If only he knew the truth.
The ceremony is mercifully short. I barely hear the words the officiant speaks. All I can focus on is Damien's hand holding mine—the same hand that once intertwined with mine as we walked through the park, that traced patterns on my skin as we lay in the grass watching clouds.
"I do," he says, his voice flat.
Then it's my turn. Two words that will change everything.
"I do."
The lie tastes bitter on my tongue. Because I'm not just agreeing to marry him—I'm agreeing to pretend we're strangers. To let him believe I'm doing this for money when I'm really doing it because I love him. Because I never stopped loving him, even after he forgot I existed.
"You may kiss the bride."
Damien leans in, and for one desperate moment, I think maybe—maybe—this will trigger something. Maybe my lips on his will unlock the memories buried in his mind.
But the kiss is perfunctory. Cold. A business transaction sealed with the barest brush of lips.
When he pulls away, his expression is carefully neutral. "Mrs. Ashford," he says, and it sounds like an accusation.
The reception is torture. I smile for photos, accept congratulations from people I don't know, and pretend my heart isn't shattering with every distant look Damien gives me. His mother, Victoria, keeps a watchful eye on me, as if I might bolt at any moment. His father, Richard, is already discussing the transplant timeline with the medical team.
No one asks if I'm okay. No one seems to care that I'm a person, not just a walking medical solution.
"Dance with your husband," Victoria hisses in my ear during dinner. "People are starting to notice the distance between you."
I find Damien at the bar, nursing what looks like sparkling water—no alcohol with his medications. He sees me approaching and his jaw tightens.
"We should dance," I say quietly. "For appearances."
He sets down his glass with more force than necessary. "Of course. Wouldn't want to disappoint our audience."
On the dance floor, his hand rests on my waist with clinical precision. We move in awkward silence until I can't take it anymore.
"I know you hate this," I whisper. "I know you hate me."
His eyes flash with something—surprise, maybe?—before the ice returns. "I don't hate you, Miss Chen. I don't know you well enough to hate you."
The words are a knife to the heart. "It's Mrs. Ashford now," I remind him, hating how my voice wavers.
"Right." His grip tightens almost imperceptibly. "Tell me something, *wife*. What's your favorite color?"
The question catches me off guard. "What?"
"If we're going to play this game, I should at least know basic facts about you. Favorite color. Favorite food. The things a husband would know about his wife."
*Lavender,* I want to say. *You told me I looked like a dream in that lavender dress I wore to prom. And I love dumplings—specifically the ones your grandmother used to make, the recipe she taught me before she passed away.*
But he doesn't remember his grandmother teaching me anything. He doesn't remember prom. He doesn't remember loving me.

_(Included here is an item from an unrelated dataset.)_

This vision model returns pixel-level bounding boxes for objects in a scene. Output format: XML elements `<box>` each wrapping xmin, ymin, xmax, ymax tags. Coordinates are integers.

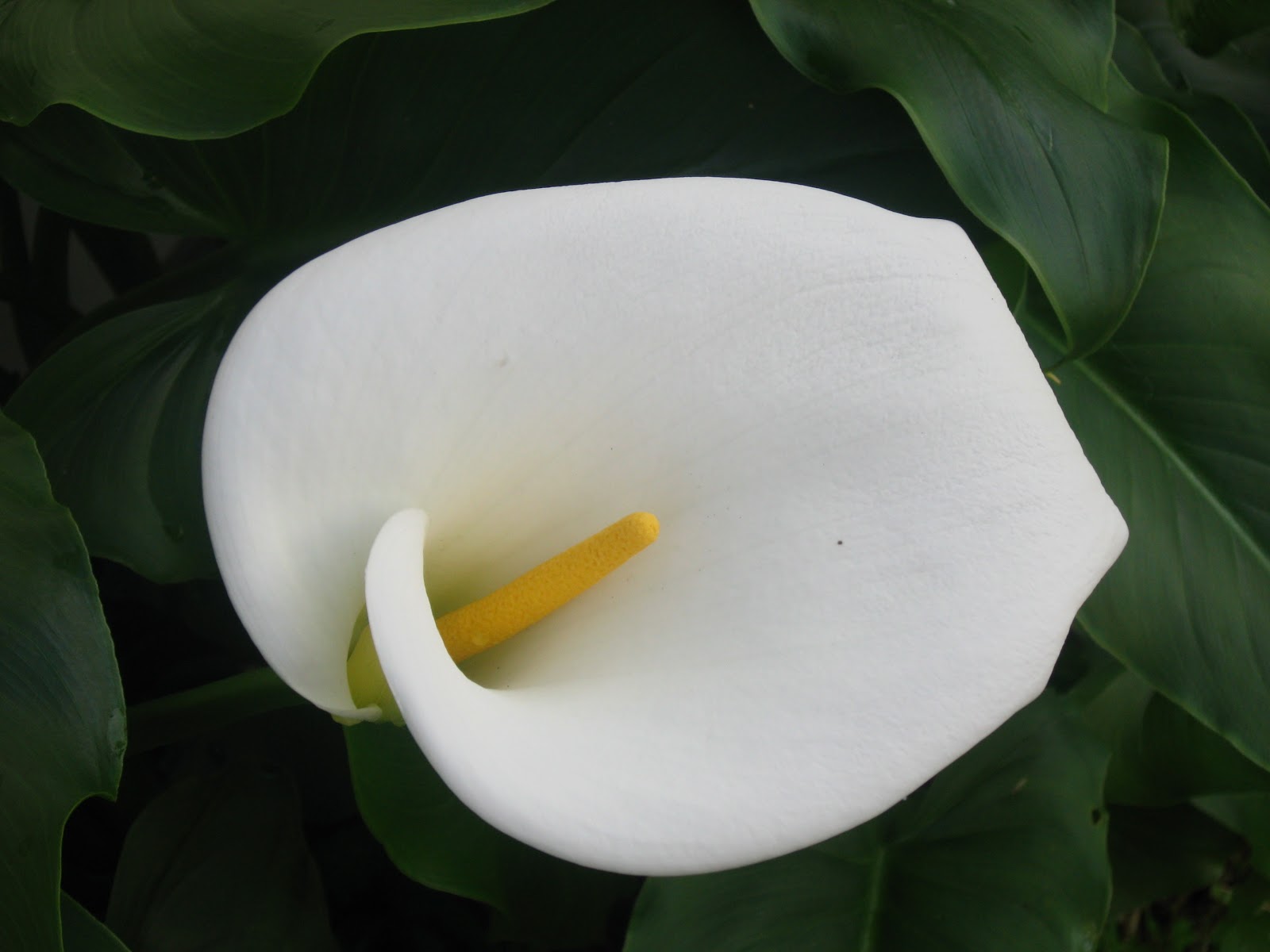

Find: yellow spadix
<box><xmin>348</xmin><ymin>512</ymin><xmax>660</xmax><ymax>724</ymax></box>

"Blue," I lie. "And pasta."
He nods, filing away the false information. "Blue and pasta. Got it."
The song ends, and he releases me immediately, stepping back like I might be contagious.
"The medical team wants to start the transplant process next week," he says, all business now. "I assume you're still willing?"

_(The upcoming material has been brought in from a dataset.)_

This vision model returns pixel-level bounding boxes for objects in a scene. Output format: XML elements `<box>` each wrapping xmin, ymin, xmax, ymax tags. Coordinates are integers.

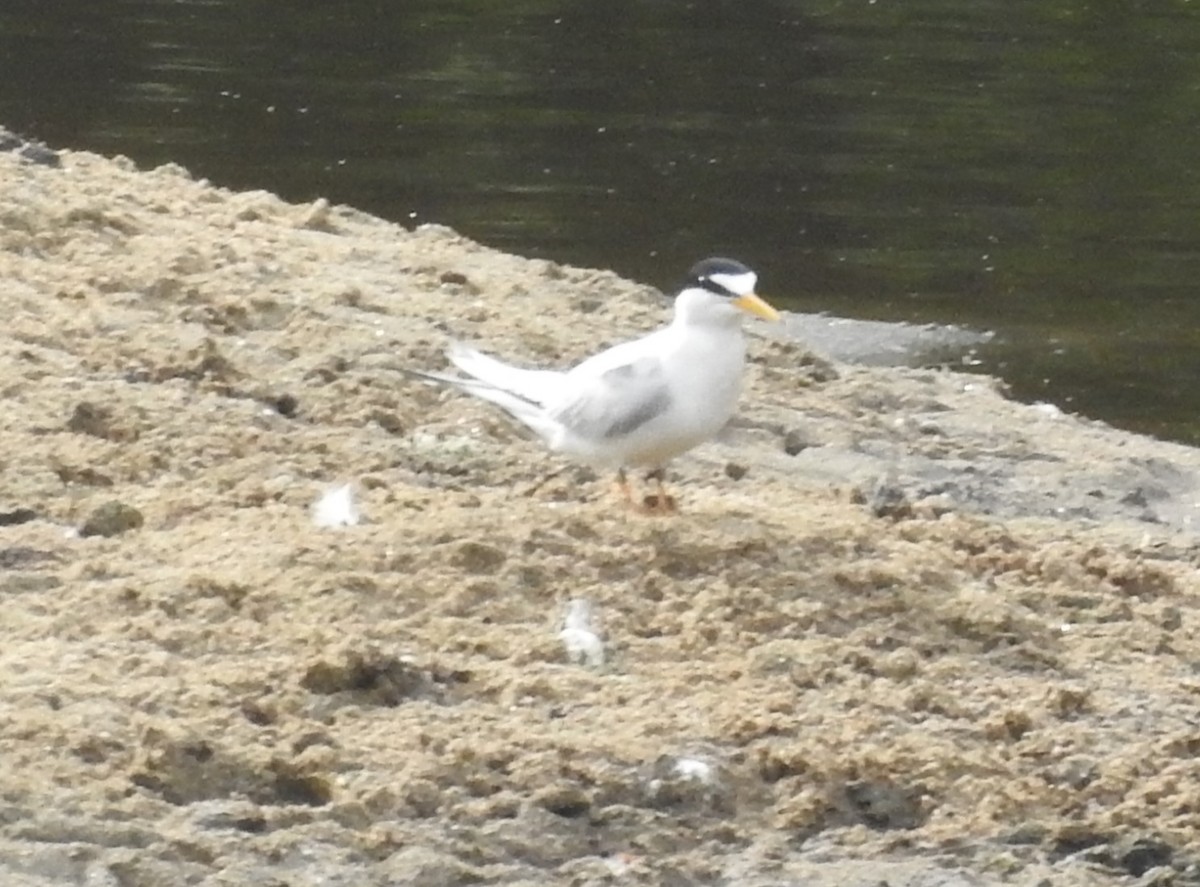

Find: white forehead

*I'd give you anything,* I think. *I'd give you my heart if you needed it.*
"Yes," I say instead. "That's the arrangement."
Something flickers across his face—disappointment? But it's gone before I can identify it.
"Good. Then we understand each other. This is a transaction. You get your family's debts cleared, I get to live. After the transplant and a suitable period for appearances, we can quietly divorce. No hard feelings."
Each word is a fresh wound, but I force myself to nod.
"No hard feelings," I echo.
He walks away, leaving me alone on the dance floor, and I realize with crushing certainty that saving his life might destroy mine.